Dynamic Block Scheduling on hardware latencies

I have a kernel of mine which is launched with some 20,000 blocks.

but nearly 1/4th or 1/2 of the blocks immediately realize that there is no computation left for them (that is determined by the user-input in global memory) and they just exit away creating “block hole” on multi-processors.

my question is “Will the CUDA hardware immediately dispatch another block to fill the block-hole?”. THis is because block-holes tend to expose latencies in the kernel which kills performance.

My experiments tend to imply that the CUDA hardware is NOT filling block-holes immediately. It looks like – The CUDA hardware first dispatches “N” blocks on a multi-processor AND then waits for all the N to complete AND then schedule another set of “N” blocks and so on.

Can some1 throw light on this hardware issue?

I understand perfectly that one should NOT code based on such hardware details. but I am just wondering if NVIDIA could possibly consider dynamic block scheduling on multi-processors (assuming that my finding is right)

Best Regards,
Sarnath

I’m curious too, if what you say is right then it makes no sense to have some blocks finish sooner than others (which would be kind of bad?)

This could be kind of true because I wrote a CPU helper function to identify such block-holes and compact them.

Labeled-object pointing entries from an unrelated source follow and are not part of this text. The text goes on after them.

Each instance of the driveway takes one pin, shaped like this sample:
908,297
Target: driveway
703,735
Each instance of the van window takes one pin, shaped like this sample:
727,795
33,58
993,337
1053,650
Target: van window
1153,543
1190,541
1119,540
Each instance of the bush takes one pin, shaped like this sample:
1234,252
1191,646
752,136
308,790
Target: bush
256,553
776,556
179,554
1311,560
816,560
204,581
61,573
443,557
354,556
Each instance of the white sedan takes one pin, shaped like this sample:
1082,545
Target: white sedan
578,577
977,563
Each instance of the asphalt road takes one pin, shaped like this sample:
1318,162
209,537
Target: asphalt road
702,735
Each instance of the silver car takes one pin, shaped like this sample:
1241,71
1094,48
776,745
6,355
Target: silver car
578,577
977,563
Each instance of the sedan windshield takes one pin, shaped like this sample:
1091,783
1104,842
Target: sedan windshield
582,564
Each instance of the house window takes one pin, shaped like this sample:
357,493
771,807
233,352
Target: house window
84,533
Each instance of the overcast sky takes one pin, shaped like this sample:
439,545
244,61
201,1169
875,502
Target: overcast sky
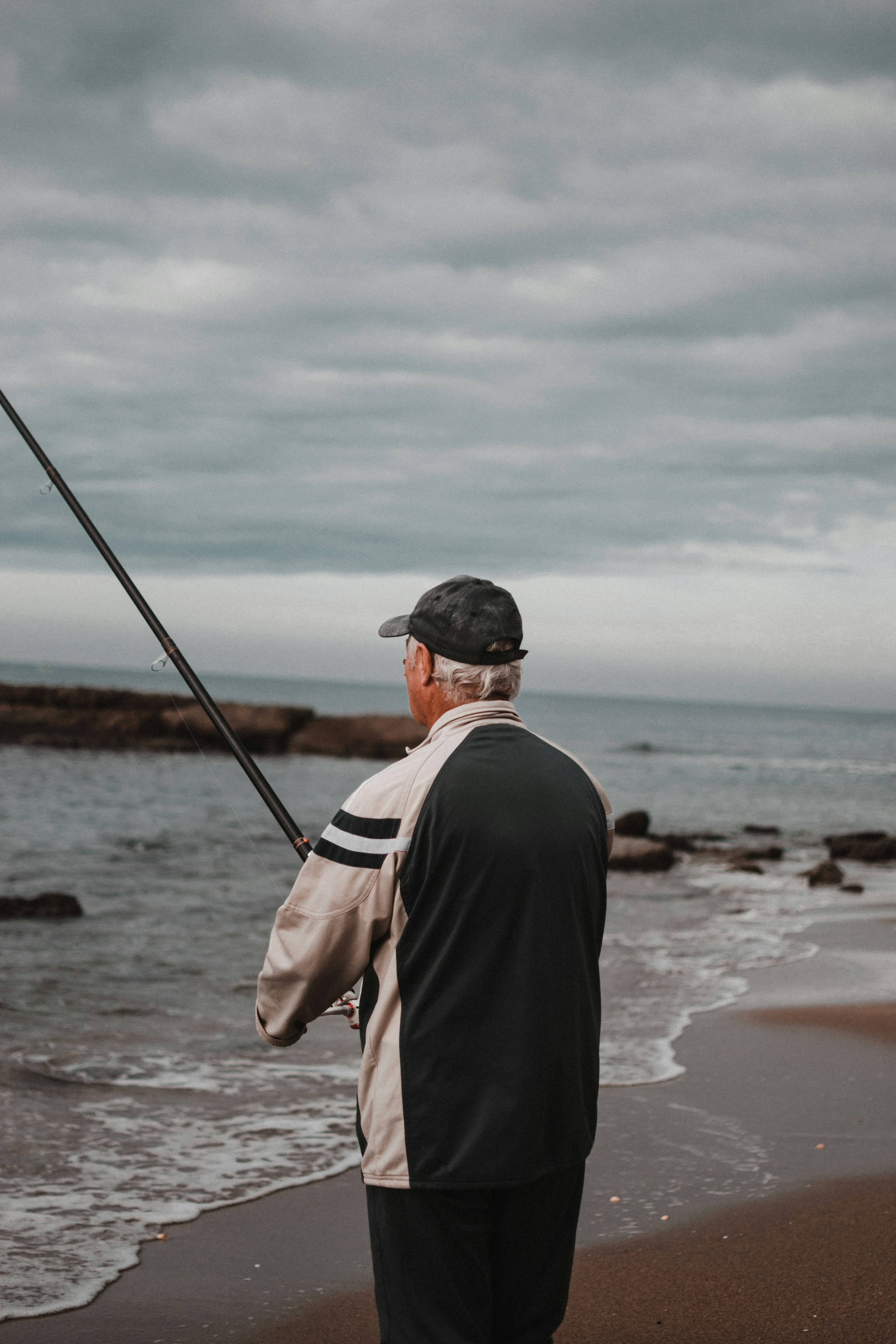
315,304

It resulted in good speed up. I was able to save 10ms while processing 1000 binomial options.

BUT THEN,

I also developed an alternate version which would spawn fixed number of blocks that would process all the non-compacted blocks. That did NOT gimme the required speedup.

So, my claim need not be 100% true. If an NVIDIA person could clarify this, it would be great!

Hmm, that is indeed interesting, and I hope to be able to give some input into this thread soon (that means I am ready to scale my code up to large numbers, I am still missing 1 piece of code to do that. For me it is even worse, I will have some blocks that will find out they have nothing to update and exit early (and no way to find out before in my host-code). The difference in time between a block that has to do something and a block that has nothing to do will be around <18 vs 180 microseconds. I was kind of hoping that I would process 10 blocks that do nothing in the time of 1 block doing something (in reality, it is 4 - 32 blocks doing something vs 4-32 blocks doing nothing (depending on how many threads I turn out to be able to stuff in a block)

So I will have a gridDim in the shape (number_of_parallel_computations, number_of_blocks_per_computation,1) And my ‘holes’ will be in number_of_parallel_computations.

If first all blocks with blockIdx.x ==0 get scheduled, and after all blocks with blockIdx.x==1 I will probably have not too much trouble when I use 16 blocks or more per computation. Does anybody know which dimension is ‘processed’ first?

I guess a lot of benchmarking will be required to find out my optimal grid & block dimensions.

I assume you have to terminate all threads in a half-warp to free any computational resources. E.g if threads 16-31 terminates, one (execution slot of a) SIMD processor is liberated.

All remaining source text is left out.